Richard Cliffe, Director of Roofglaze Limited, explains how advances in rooflight design are meeting demands for ever-lower U-values as part of the drive towards buildings with lower carbon emissions.

Today’s increasing emphasis on energy efficiency and reduced carbon emissions has placed rooflight manufacturers in the spotlight, amid growing awareness of the positive role rooflights can play in meeting the new efficiency targets.

Research recently carried out by De Montfort University, concluded that with today’s low-U-value rooflights, increasing rooflight areas has a beneficial effect on carbon emissions by reducing the demand on artificial lighting. This is contrary to the previously widespread view that increasing rooflight areas equalled greater heat loss and consequently higher energy usage. The fact is, advances in rooflight technology have changed the balance in favour of larger rooflight areas. 

Design improvements and increased thicknesses of multiwall polycarbonate sheet; triple and quadruple wall  glazing elements on modular rooflights; advances in thermal performance of glass glazing and further improvements in kerbs, upstands and ventilation systems are all contributing to greater energy efficiency, with U-values for modular and continuous polycarbonate glazed rooflights typically around 1.3 W/m2k. This is well inside the required standard as stated in Part L of the Building Regulations. However the increased performance allows greater design freedom in other aspects of the building envelope.

As awareness of these developments is increasing amongst specifiers, another innovation is making an important contribution in this respect: the introduction of rooflights incorporating nanogel-filled multiwall polycarbonate glazing.

Nanogel is a free-flowing translucent granular material that consists of silica based particles made up of 5% solids and 95% air. Nanogel’s unique structure creates superior insulating properties as well as excellent light transmission and other properties that make it ideally suited for use in architectural daylighting systems. For example, a leading UK supermarket chain is installing Nanogel-filled rooflights at their new ‘low carbon’ superstores.



With a U-value of just 0.89 W/m2K, Nanogel-filled rooflights provide a twofold contribution to reducing carbon emissions. Firstly, heat loss is minimised, as the thermal performance of the rooflights is virtually the same as the surrounding roof construction. Secondly, excellent light transmission and reduced solar gain allow the use of large glazed areas. This in turn minimises the requirement for artificial light, thereby further reducing energy consumption.

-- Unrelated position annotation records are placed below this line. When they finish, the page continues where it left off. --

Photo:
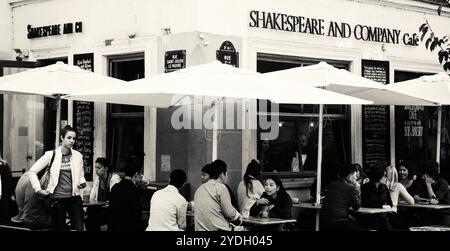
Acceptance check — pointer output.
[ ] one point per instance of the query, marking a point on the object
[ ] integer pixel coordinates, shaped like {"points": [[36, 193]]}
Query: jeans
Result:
{"points": [[73, 206]]}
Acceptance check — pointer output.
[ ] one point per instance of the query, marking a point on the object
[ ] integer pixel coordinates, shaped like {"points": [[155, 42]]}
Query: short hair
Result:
{"points": [[207, 169], [346, 170], [130, 170], [67, 129], [177, 178], [102, 161], [376, 173], [432, 169], [217, 168]]}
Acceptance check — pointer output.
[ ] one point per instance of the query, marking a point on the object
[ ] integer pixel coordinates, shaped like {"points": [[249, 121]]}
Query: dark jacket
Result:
{"points": [[440, 189], [124, 207], [233, 198], [282, 208], [339, 198], [6, 176], [7, 191], [374, 197]]}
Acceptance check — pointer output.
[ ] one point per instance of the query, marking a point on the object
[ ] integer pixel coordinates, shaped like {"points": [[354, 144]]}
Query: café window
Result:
{"points": [[416, 130], [298, 127], [125, 128]]}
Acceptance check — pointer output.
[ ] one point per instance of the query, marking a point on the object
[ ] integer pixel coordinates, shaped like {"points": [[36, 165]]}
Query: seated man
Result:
{"points": [[213, 208], [168, 207], [101, 188], [434, 189], [125, 203]]}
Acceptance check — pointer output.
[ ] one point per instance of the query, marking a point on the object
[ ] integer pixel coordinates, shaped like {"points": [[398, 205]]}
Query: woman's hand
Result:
{"points": [[262, 201]]}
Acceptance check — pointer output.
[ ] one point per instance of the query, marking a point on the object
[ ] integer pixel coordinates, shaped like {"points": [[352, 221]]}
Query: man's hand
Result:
{"points": [[43, 193]]}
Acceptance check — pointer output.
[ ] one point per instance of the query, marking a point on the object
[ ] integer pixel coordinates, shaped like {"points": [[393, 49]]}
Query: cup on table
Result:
{"points": [[265, 212]]}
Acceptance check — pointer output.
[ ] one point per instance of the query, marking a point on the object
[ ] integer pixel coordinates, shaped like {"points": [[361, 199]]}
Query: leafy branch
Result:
{"points": [[434, 42]]}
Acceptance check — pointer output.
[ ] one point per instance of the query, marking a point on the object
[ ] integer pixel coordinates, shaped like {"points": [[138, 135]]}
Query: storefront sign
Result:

Compared with conventional insulation materials, Nanogel (Aerogel) provides more than double the insulation value (see table below).

Another outstanding advantage of Nanogel-filled rooflights, is the quality of light provided to the building interior. Nanogel®-filled glazing provides high levels of diffused lighting with minimal shadows or ‘hot spots’ – to create a pleasant and comfortable internal environment.

Nanogel®-filled glazing also provides superior acoustic performance, with a 25% noise reduction at 1,000 Hz. This property makes a further contribution to the quality of the internal environment.

From a practical point-of-view, Nanogel-filled rooflights score highly, too. Weighing under 4 kg/m2, compared with over 30 kg/m2 for a typical double glazed glass system, they are suitable for a wide range of roof constructions and are ideal for retrofits and upgrades. The glazing elements are delivered to site pre-assembled, so installation is quick and simple – as with any multi-wall polycarbonate rooflight.

In conclusion, the variety of current rooflight technologies available to the specifier, provides solutions suitable for every kind of building. Importantly, thanks to the ingenuity of materials manufacturers and rooflight designers, today’s rooflight specifier has greater design freedom than ever before, despite tightening legislation relative to energy performance.